The Epson hardware is great, the software is just barely adequate. It processes one document at a time, and the Epson application's OCR running on a M1 Mac mini can't keep up with the scanner and slows the whole process down somewhat. I would like to batch process the scanned documents in the background to convert the pdfs generated by the scanner into "searchable" pdfs. (Pdf files produced by scanners have an image layer but no text layer underneath it. Optional OCR done post-scan then adds the text layer.) I've tried a number of other OCR applications, one of the best is Adobe Acrobat Pro; it has the Adobe Pro kind of price, unfortunately, and does a million things I don't need.

Back to my filing system. I keep each years physical documents in one file drawer sorted by serial number. Because the documents are stamped with a serial number before being scanned, I can always find the physical document easily if I am looking at the pdf. Furthermore, because my pdf's are searchable I can quickly locate a bill or a tax document by a relevant name or even a particular amount (like, where did this $1,808.17 discrepancy come from).

Is this perfect, no far from it. Many little irritations afflict the actual process. Many statements have large amounts of small barely readable disclosures and footnotes, sometimes in faint small fonts. This is largely useless, slows down the OCR, and increases the file sizes. Barcodes, QRCodes, and DataMatrix codes often appear on the first page of these documents or even every page of the documents. It would be great if these were somehow scanned and used to tag the documents. The Epson software insists on embedding spaces in the generated file names, doesn't allow me to use auto generated ISO dates in file names, that makes working with the files from the command line less than ideal. (File names like "2021-Aug-07 122.pdf" are user friendly but not some friendly for scripts or sort commands.) I use several different configurations for the scanner, the software supports it, but I have to pay attention to pick landscape and double-sided when needed.

Thank you HN for the many suggested solutions to the OCR issues. It gives my hope that I'll be able to wire together something better than I've got now.


I've been a fan of k2pdfopt [1] for years. Single binary, command line + optional gui. Lets you slice and optimize pdfs in any imaginable way, e.g. for e-readers' screens. I think it also does what pdfsandwich does, if I understand things correctly [2].

That said, pdfsandwich's 'one thing well' approach does have an appeal. I will definitely try it out, thanks for posting. Something in its "logo" reminded me of the OpenBSD fish. :)

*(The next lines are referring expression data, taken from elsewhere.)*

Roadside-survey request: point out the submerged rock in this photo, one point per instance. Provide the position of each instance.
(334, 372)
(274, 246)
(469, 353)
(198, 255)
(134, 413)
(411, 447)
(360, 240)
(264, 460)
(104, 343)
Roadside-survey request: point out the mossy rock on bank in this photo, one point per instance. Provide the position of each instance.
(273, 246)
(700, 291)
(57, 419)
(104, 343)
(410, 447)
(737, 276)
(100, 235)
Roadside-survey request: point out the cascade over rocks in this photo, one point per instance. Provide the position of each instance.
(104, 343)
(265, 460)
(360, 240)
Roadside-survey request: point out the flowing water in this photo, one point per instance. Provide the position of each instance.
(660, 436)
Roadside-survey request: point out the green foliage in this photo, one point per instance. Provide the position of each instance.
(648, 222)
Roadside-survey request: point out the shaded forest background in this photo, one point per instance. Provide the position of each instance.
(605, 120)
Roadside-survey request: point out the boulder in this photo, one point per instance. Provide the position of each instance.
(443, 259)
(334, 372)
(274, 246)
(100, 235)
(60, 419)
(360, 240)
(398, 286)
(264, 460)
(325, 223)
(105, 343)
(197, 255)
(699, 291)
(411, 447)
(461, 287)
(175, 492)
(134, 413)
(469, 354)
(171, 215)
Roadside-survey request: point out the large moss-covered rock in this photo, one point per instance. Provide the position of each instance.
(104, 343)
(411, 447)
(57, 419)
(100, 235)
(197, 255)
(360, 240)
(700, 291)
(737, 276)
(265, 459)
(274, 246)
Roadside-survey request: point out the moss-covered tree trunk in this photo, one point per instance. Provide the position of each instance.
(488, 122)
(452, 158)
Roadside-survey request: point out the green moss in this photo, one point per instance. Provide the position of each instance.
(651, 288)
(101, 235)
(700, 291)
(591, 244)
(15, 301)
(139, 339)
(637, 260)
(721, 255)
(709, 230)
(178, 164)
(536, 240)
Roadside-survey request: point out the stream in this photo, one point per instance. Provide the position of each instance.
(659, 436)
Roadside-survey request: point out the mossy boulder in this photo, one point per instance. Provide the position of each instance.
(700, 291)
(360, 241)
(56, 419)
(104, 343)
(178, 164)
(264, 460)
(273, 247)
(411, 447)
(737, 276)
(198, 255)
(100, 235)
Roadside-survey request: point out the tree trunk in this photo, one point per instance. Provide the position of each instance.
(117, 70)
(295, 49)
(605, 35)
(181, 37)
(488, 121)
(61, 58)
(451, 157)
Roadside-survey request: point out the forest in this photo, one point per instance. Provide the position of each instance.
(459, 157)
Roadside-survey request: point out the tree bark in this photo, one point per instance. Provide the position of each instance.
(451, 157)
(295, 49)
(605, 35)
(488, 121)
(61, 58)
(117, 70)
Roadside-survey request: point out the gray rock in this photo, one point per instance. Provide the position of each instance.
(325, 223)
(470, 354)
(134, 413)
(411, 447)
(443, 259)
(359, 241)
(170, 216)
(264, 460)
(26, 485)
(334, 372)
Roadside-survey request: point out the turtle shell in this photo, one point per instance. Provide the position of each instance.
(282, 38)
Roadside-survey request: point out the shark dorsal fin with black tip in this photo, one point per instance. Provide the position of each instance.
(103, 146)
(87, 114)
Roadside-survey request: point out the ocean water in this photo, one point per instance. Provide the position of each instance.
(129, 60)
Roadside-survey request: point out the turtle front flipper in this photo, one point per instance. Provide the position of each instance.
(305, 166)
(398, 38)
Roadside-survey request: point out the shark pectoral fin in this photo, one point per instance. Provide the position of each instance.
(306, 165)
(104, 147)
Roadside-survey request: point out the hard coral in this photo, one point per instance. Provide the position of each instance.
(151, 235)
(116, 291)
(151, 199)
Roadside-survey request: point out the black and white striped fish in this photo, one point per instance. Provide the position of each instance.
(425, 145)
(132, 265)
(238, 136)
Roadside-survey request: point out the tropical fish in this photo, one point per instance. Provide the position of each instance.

1: https://www.willus.com/k2pdfopt/

2: https://www.willus.com/k2pdfopt/help/ocr.shtml


Could someone explain what this does? The explanation paragraph does not make sense to me grammatically.


As far as I understand, it takes a PDF that contains only image data (e.g. a scan of a price of paper) and uses OCR to recognize the text, then overlays the text on top of the image in the output PDF.

It would allow you to take a physically scanned document and create a PDF with selectable text you could copy+paste, search over, etc.


Text is behind the image, as the first 'graph of TFA notes:

the text will be added to each page invisibly "behind" the images.


It calls a series of open source tools that result in producing a pdf with text embedded behind an image overlay, where the image overlay is the original pdf. It was a while ago where I really looked into this but to name a few:

ImageMagick to convert the pages to images

Tesseract-ocr by Google to transcribe the text in the images, which puts it’s output into singular pdf files

Pdfunite to stitch together the pdfs back into a whole file

I’m sure I’m missing a few, iirc it can call a tool that straightens the pages as well.

EDIT: Messed around and remembered the stuff:

where a.pdf is a 2 page PDF:

>convert a.pdf a.png

makes a-0.png and a-1.png

OCR's each image:

>for x in {0..1} ; do tesseract a-$x.png a_ocr-$x PDF ; done ;

combines them into 1 PDF:

>pdfunite a_ocr-{0..1}.pdf a_ocr_combined.pdf


It will make the “text” on a pdf with only images searchable and selectable.


It converts images to text.

The input is a scanned PDF. The output is the same PDF with the recognized text on top, in a transparent font.

Copy and paste now works because when you click the PDF you are selecting the transparent text.


I came here to say this. I read it 4 times before giving up.


I wonder if we (like in "humanity") can live without PDF at all? The format has so many flaws and problems it is practically unusable for any task except producing a paper copy, which is progressively obsolete with all the displays and e-paper readers and mobile phones.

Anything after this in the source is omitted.